With the 3-foot wide drum at her eye level, she gingerly taps a beat that slowly evolves into a thunderous, hair-raising rumble. Her arms rapidly pound the taut cow skin, with the bachi—thick, wooden drumsticks—becoming a blur. The two performers on the smaller, high-pitched shime drums begin thumping, and the rumble reaches a feverish pace.

Between beats, O’Neill and the dozen other members of Kyo Daiko, Philadelphia’s only Japanese-style drumming crew, start shouting, “Eeeeeeii Ya Sa!”

They repeat the rhythmic, nonsensical phrase over and over again as the resonant roar fills the room and the energy builds. Then the remainder of the troupe joyously prance on to the stage, waving their bachi in the air, continuing to scream, “Eeeeeeii Ya Sa!”

After a dramatic pause, they each man a drum and the tribal-sounding beats erupt into an explosion of sound, matched by uniform choreographed movements, creating an avalanche of sight and sound.

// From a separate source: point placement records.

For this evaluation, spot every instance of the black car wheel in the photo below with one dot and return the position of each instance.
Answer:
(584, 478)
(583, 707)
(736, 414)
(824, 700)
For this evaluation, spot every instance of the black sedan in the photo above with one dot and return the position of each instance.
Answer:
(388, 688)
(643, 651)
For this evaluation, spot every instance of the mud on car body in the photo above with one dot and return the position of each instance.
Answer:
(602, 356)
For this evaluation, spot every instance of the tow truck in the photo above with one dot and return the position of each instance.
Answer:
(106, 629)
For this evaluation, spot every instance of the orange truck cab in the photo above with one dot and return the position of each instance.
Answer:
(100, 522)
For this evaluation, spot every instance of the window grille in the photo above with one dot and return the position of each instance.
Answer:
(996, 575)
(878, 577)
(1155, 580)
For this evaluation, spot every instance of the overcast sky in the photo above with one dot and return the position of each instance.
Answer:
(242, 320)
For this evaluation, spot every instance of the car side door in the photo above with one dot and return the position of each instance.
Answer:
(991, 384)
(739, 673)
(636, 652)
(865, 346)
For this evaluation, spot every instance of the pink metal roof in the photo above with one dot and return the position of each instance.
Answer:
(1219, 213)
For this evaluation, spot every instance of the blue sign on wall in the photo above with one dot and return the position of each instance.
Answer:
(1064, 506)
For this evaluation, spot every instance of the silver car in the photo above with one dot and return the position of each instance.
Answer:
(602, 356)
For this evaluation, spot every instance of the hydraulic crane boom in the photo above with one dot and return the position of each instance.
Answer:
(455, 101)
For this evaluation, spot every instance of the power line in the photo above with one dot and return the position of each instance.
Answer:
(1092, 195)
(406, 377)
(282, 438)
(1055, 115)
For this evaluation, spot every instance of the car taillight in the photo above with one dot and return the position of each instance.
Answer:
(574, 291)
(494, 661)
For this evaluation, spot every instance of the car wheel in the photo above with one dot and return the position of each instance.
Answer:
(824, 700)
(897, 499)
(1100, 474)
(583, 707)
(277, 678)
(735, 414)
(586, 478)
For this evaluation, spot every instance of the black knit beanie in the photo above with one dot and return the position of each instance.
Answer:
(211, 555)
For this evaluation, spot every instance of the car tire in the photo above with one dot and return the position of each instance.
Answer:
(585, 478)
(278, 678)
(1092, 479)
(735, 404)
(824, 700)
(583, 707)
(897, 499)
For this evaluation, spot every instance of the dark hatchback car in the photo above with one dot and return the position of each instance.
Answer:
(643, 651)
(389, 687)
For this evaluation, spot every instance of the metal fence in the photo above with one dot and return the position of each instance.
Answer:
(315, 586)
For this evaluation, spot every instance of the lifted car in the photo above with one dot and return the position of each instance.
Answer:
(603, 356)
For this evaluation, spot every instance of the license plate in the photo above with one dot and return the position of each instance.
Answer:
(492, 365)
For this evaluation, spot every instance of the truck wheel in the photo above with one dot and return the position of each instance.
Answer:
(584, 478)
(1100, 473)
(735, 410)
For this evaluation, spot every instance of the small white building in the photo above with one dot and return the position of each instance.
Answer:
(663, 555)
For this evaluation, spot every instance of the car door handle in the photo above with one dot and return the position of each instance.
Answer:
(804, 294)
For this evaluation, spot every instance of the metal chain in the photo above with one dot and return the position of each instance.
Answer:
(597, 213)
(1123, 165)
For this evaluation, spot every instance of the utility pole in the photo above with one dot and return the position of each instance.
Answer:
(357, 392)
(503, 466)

“It’s so much fun,” shime drummer Audrey Tuckerman says after performing the song. “Taiko is so awesome.”

The Kyo Daiko performers are a collection of people from various backgrounds, races and ages who share a love of the taiko experience.

“Kyo means cooperation in Japanese,” explains Matt Palmer, 29, a founding member of the troupe. “Daiko means drum. So we are a community of drummers.”

The group formed five years ago when O’Neill, then the executive director of the Japanese House and Garden in Fairmount Park, and Palmer, the House’s site manager, grew frustrated by having to locate taiko troupes from elsewhere to perform at festivals and events at the Japanese House.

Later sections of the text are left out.